Parece mentira que una cosa tan pequeña tenga tanta importancia en ciertos días de mi vida. Cuando me lo entregaron por primera vez, me quedé mirando a quien me lo dio pensando: ¿tantos gastos e idas y venidas por esto?
Algo leyó en mi mirada. —Cuídelo —me dijo.
Mejor lugar para cuidarlo que en el fondo de un cajón no encontré.
Después de un tiempo, cuando fui a usarlo:
—No sirve —me dijeron.
—¿Qué?—dije.
—Fíjese la fecha de vencimiento, hace más de un año que no vale, tiene que cambiarlo. Cuando salí tuve ganas de tirarlo a la cuneta, pero había firmado un papel donde constaba el plazo para presentarlo. Otra vez el papeleo y más plata, aunque esta vez fue más rápido.
—La próxima vez, venga un mes antes de esta fecha —dice quien me lo entregó, poniendo su dedo encima.
Miré con tanta rabia y desprecio lo que para mí era causante de tantas molestias que el pobre hombre tímidamente me dijo: —Así no le sale tan caro.

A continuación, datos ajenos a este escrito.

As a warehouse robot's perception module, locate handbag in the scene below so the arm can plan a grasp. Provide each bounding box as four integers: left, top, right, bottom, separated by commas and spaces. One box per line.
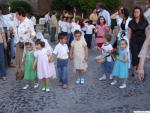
16, 71, 24, 80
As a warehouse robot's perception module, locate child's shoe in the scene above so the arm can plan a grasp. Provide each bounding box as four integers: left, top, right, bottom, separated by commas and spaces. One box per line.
99, 74, 106, 81
111, 80, 117, 86
119, 84, 127, 89
76, 77, 81, 84
81, 77, 85, 84
22, 84, 29, 90
46, 88, 50, 92
34, 83, 39, 89
42, 87, 46, 91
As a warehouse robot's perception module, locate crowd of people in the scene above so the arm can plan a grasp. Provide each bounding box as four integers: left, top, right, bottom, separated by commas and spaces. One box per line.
0, 1, 150, 92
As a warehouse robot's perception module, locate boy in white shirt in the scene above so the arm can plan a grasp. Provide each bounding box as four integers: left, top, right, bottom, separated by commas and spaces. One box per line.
85, 20, 95, 48
53, 33, 69, 89
96, 35, 113, 81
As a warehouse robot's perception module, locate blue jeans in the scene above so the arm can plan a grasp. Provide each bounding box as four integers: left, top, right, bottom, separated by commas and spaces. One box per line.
101, 61, 113, 74
0, 43, 6, 77
57, 59, 68, 84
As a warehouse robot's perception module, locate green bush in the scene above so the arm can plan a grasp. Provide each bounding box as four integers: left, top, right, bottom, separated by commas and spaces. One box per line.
10, 0, 31, 13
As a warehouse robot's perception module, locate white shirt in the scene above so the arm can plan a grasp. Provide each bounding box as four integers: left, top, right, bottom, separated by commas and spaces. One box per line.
60, 21, 68, 32
67, 22, 71, 34
71, 22, 81, 33
86, 24, 95, 34
15, 18, 36, 44
101, 44, 113, 62
53, 43, 69, 60
45, 14, 51, 22
99, 9, 111, 26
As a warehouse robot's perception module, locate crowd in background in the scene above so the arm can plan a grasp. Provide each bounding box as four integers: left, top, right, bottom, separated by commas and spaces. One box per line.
0, 1, 150, 91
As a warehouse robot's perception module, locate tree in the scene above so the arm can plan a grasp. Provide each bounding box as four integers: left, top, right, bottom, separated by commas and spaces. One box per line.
10, 0, 31, 13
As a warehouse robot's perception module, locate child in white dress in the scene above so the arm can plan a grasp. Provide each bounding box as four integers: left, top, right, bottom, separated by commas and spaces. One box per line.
34, 39, 52, 92
36, 32, 56, 78
53, 32, 69, 89
70, 30, 88, 84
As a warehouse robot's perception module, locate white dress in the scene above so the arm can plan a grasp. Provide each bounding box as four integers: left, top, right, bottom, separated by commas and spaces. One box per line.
36, 32, 56, 78
71, 39, 88, 71
34, 48, 52, 79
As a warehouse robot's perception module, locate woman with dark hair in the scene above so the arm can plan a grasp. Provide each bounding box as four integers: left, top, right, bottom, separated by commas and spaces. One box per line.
96, 16, 109, 47
128, 7, 149, 76
15, 7, 35, 74
117, 8, 131, 68
0, 19, 7, 80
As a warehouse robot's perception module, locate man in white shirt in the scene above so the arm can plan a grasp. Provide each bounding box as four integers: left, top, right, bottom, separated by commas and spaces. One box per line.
53, 32, 69, 89
96, 4, 111, 26
15, 8, 36, 74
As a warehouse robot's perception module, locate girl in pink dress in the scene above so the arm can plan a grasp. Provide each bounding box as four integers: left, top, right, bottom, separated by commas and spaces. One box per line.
96, 16, 109, 48
34, 39, 52, 92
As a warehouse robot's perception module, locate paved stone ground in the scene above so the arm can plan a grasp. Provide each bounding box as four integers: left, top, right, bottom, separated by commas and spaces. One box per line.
0, 39, 150, 113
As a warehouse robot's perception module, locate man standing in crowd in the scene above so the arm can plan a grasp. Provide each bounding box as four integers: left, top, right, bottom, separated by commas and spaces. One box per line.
96, 3, 111, 26
15, 7, 36, 73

En la fecha estipulada, volví; me atendió el mismo funcionario que seguía siendo amable, me dijo casi las mismas palabras sobre mi futura visita.
Yo solo tenía que acordarme de tanto en tanto, buscarlo en el fondo del cajón para recordar la fecha de la próxima cita, así puntualmente, cuantas veces fue necesario; hasta esta última.
Un sábado de verano iba para la casa de mi hijo. El ómnibus iba con pasajeros de pie. Íbamos tan apretados que apenas podíamos movernos. Al llegar al puente de Las Américas quedamos más holgados y me di cuenta: tenía la cartera abierta y me faltaba el monedero. No me importó, era viejo y además no tenía dinero, pero ahí estaba mi famoso papelucho todavía vigente y ahora perdido.
Cuando se lo comenté a mi hijo me dijo: No te preocupes, mamá, ahora se consigue en cualquier lado.
—No —le respondí— tengo que ir dos veces a Florida, una a sacar número y la otra para que me lo hagan.
—Ahora no es así —dijo.
Subió, empezó a teclear en la computadora y me gritó:
—¿Lo querés para el lunes?
—Sí, claro —contesté incrédula.
—El lunes 8 y 15 en el Géant, yo te llevo.
Quedé muda.
Llegamos 8 y 10. Mi hijo fue a hacer unas compras.
A las 8 y 14, un parlante diciendo mi nombre pidió que me acercara al mostrador. Respondí unas preguntas, me tomaron la foto y firmé.
—Tome asiento, en cinco minutos se lo entrego —me dijo la chica.
Escuché el llamado nuevamente.
—Sírvase, ya está pronto y es la última vez —dijo sonriendo.
—¡¿Qué?! —pregunté ilusionada.
—Fíjese.
Ahí estaba yo leyendo y releyendo esas dos hermosas palabritas que me liberan al fin de tanta tensión.
Pues sí, en mi nuevo documento de identidad, en el lugar de la fecha de vencimiento se leía: “No caduca”.